Le photographe japonais Daido Moriyama, reconnu internationalement pour son approche radicale et poétique de l’image, est actuellement mis à l’honneur dans deux institutions majeures. Selon Le Monde, il est au centre de la 14ᵉ édition du festival Kyotographie, qui se tient à Kyoto jusqu’au 14 juin 2026, avec une rétrospective rassemblant 200 tirages. Parallèlement, son travail est exposé à la Fondation Henri Cartier-Bresson à Paris, où une sélection de ses œuvres emblématiques est présentée jusqu’au 12 juillet 2026. Ces deux événements soulignent l’importance durable de son œuvre dans l’histoire de la photographie contemporaine.
Ce qu'il faut retenir
- Daido Moriyama, âgé de 87 ans, est l’artiste vedette de la 14ᵉ édition de Kyotographie à Kyoto.

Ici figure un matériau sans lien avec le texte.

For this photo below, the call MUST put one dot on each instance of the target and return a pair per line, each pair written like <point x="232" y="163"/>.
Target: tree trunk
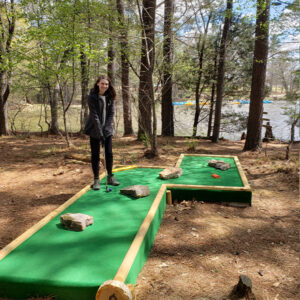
<point x="200" y="50"/>
<point x="253" y="139"/>
<point x="4" y="130"/>
<point x="167" y="109"/>
<point x="84" y="89"/>
<point x="7" y="28"/>
<point x="127" y="118"/>
<point x="212" y="97"/>
<point x="111" y="54"/>
<point x="53" y="99"/>
<point x="221" y="72"/>
<point x="146" y="93"/>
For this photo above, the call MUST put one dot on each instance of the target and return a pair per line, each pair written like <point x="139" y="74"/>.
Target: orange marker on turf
<point x="215" y="176"/>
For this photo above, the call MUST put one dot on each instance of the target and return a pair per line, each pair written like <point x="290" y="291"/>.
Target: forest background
<point x="156" y="53"/>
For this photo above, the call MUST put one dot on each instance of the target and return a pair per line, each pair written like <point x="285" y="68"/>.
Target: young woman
<point x="99" y="127"/>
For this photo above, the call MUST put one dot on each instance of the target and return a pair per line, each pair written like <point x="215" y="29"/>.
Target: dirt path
<point x="200" y="249"/>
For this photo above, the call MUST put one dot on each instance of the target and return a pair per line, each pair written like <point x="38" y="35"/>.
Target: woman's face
<point x="103" y="86"/>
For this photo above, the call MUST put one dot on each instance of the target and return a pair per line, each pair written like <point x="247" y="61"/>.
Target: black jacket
<point x="93" y="126"/>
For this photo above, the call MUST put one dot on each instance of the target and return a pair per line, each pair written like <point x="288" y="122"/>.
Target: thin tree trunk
<point x="127" y="118"/>
<point x="221" y="72"/>
<point x="7" y="29"/>
<point x="200" y="50"/>
<point x="212" y="98"/>
<point x="211" y="109"/>
<point x="146" y="70"/>
<point x="167" y="109"/>
<point x="84" y="88"/>
<point x="111" y="55"/>
<point x="4" y="130"/>
<point x="253" y="139"/>
<point x="53" y="99"/>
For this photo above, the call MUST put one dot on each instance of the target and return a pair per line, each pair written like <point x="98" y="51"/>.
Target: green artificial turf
<point x="72" y="265"/>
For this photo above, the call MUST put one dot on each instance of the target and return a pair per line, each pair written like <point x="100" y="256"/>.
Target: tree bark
<point x="111" y="54"/>
<point x="212" y="98"/>
<point x="53" y="99"/>
<point x="167" y="109"/>
<point x="84" y="89"/>
<point x="253" y="139"/>
<point x="221" y="72"/>
<point x="4" y="130"/>
<point x="146" y="93"/>
<point x="200" y="50"/>
<point x="7" y="32"/>
<point x="127" y="118"/>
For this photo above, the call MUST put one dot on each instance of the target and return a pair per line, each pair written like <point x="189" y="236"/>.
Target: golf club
<point x="107" y="189"/>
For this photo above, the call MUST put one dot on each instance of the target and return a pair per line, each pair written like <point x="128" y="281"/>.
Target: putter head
<point x="108" y="189"/>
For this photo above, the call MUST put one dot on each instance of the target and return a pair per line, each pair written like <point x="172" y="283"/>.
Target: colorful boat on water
<point x="248" y="101"/>
<point x="208" y="103"/>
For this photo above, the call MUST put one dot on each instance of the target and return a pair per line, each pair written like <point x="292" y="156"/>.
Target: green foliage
<point x="145" y="140"/>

- Une rétrospective de son travail est présentée, réunissant 200 tirages de ses photographies les plus marquantes.
- À Paris, la Fondation Henri Cartier-Bresson lui consacre également une exposition jusqu’au 12 juillet 2026.
- Ces manifestations mettent en lumière son style unique, mêlant grain brut, contrastes saisissants et une esthétique urbaine et nocturne.
Un parcours artistique marqué par la rupture
Né en 1938 à Osaka, Daido Moriyama a débuté sa carrière dans les années 1960, à une époque où la photographie japonaise était encore largement influencée par les canons occidentaux. Pourtant, comme le rapporte Le Monde, il a rapidement imposé un style radicalement différent, inspiré par le surréalisme, le pop art et la contre-culture. Son travail se caractérise par des images volontairement floues, surexposées ou granuleuses, qui captent l’énergie chaotique des rues japonaises. « Je ne cherche pas la beauté, mais l’émotion brute », a-t-il déclaré lors d’une interview en 2020. Cette approche lui a valu une reconnaissance immédiate, notamment au sein du groupe Provoke, qu’il a cofondé en 1969 avec Takuma Nakahira et Yutaka Takanashi.
Kyotographie et la Fondation Cartier-Bresson : deux hommages complémentaires
À Kyoto, la rétrospective organisée dans le cadre de Kyotographie offre un panorama complet de son œuvre, des années 1960 à aujourd’hui. Selon les organisateurs, cette exposition met en avant ses séries les plus célèbres, comme « Farewell Photography » ou « Hunter », où il explore les thèmes de la mémoire, de la vitesse et de la dissolution des formes. À Paris, la Fondation Henri Cartier-Bresson présente une sélection plus intime, centrée sur ses portraits et ses paysages urbains, révélant la diversité de son langage visuel. Ces deux expositions, bien que distinctes, offrent un dialogue fascinant entre son héritage japonais et son influence mondiale.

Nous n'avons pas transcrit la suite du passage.